An oft-overlooked step, Ludwin said, in getting up-to-speed about what the power and potential of a blockchain world might be, is the part where one actually learns about the origins of the idea.

“The best one can do and should do is read and study … the original Satoshi bitcoin whitepaper and master that. If you really understand the mechanics and interlocking parts … then and only then should you start looking at other things: permissions, enterprise and smart contracts. If you want to learn calculous, you have to understand algebra first. If you want to understand master level blockchain, step one is basic bitcoin.”

Also important, he added, is resisting the tendency to attempt to boil the ocean in response to an emerging technology form. Throwing technology at the financial services world because one can doesn’t make sense — the history of financial innovation isn’t about finding solutions and reverse engineering a problem to solve. The problem, the friction and the pain point generally come first, and new tools like the blockchain enter the market not to replace systems that are working, but to fill in the spot where they aren’t.

In other words, don’t just show up to a bank and tell them that they need blockchain because it’s the blockchain.

The Move on a New Market

Banks, Ludwin said, are looking for better products to offer their clients when sending money from one business to another cross border. Corporate clients are frustrated with the costs, the (lack of) speed and (lack of) transparency associated with sending money internationally.

Banks, themselves, may also be a little skittish in the wake of the SWIFT/Bangladesh heist. Ludwin said that the correspondent banks have begun pulling back from correspondent banking because of the increasing regulatory burden of being an intermediary bank.

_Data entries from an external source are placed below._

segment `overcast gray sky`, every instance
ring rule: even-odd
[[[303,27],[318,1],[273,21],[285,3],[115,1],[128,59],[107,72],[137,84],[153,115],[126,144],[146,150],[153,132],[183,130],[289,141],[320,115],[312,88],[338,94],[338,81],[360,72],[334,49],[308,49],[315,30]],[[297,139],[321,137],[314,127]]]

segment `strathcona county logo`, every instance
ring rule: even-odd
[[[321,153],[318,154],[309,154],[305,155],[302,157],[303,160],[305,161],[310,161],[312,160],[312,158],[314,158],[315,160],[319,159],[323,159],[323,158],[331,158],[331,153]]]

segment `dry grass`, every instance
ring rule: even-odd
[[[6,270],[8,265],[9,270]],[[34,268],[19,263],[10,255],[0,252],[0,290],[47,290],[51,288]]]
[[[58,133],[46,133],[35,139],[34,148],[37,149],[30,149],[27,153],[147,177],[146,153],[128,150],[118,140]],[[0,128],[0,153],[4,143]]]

All that said, the commercial payment markets are a big opportunity worth solving for — a market worth roughly $200 billion a year in potential revenue, not to mention trillions of dollars in transaction volume. Historically, it has been a market that the card networks have avoided, Ludwin noted — not because they don’t like having more volume on their rails, but because the form factor of the card number and the underlying infrastructure and business model of the card networks weren’t easily compatible with the ways in which corporate payments are done.

And that’s where a different network architecture, the blockchain, on top of existing payments rails, could offer all parties the best of all worlds.

A Good Cooperator

What Ludwin says separates Chain from rival firms like Ripple is that Chain wants to build the network solutions with blockchain in cooperation with existing payments rails — rather than in competition with them.

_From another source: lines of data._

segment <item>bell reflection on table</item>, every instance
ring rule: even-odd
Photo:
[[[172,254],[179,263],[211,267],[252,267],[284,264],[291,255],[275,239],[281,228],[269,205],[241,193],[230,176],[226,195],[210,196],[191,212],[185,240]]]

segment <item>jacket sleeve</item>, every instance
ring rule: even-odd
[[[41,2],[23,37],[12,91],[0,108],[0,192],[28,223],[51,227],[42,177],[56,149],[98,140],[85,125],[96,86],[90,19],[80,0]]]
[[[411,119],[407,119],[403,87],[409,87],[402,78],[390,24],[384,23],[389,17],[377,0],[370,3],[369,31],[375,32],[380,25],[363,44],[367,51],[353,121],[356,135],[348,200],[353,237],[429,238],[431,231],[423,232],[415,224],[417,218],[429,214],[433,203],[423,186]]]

“Our point of view is if you already have 17,000 banks in your network and you have global settlement infrastructure and a trusted platform that has the permissions and regulatory licensing, you need to be able to launch new products and services — and Chain has a good track record of helping institutions build those innovations.”

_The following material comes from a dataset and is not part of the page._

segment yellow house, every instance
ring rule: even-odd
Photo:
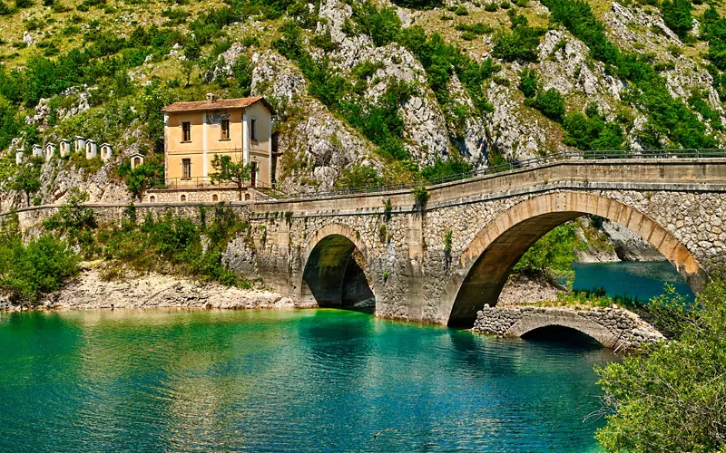
[[[272,181],[272,107],[261,97],[174,102],[164,113],[168,188],[209,186],[214,156],[251,164],[250,187]]]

Ludwin said that his work with Visa is about leveraging its global settlement network and the software that allows banks to issue liabilities back and forth instantly — and to be cleared instantly — by the beneficiary bank taking the payment. Cryptocurrencies are checked at the door and are not needed, since local fiat currencies are the ones being cleared and settled.

Chain’s software product riding on Visa’s rails, Ludwin said, unlocks the power of the blockchain while leveraging the secure, private, regulated and permissioned networks that move clearly and settle trillions of dollars daily — and do it with speed at scale.

“This is a product that is sorely, sorely needed right now in the international payment landscape. Everyone knows the reality, which is that today there is really only one choice. And when you only have one choice, that is not the best outcome for the users of the ecosystem.”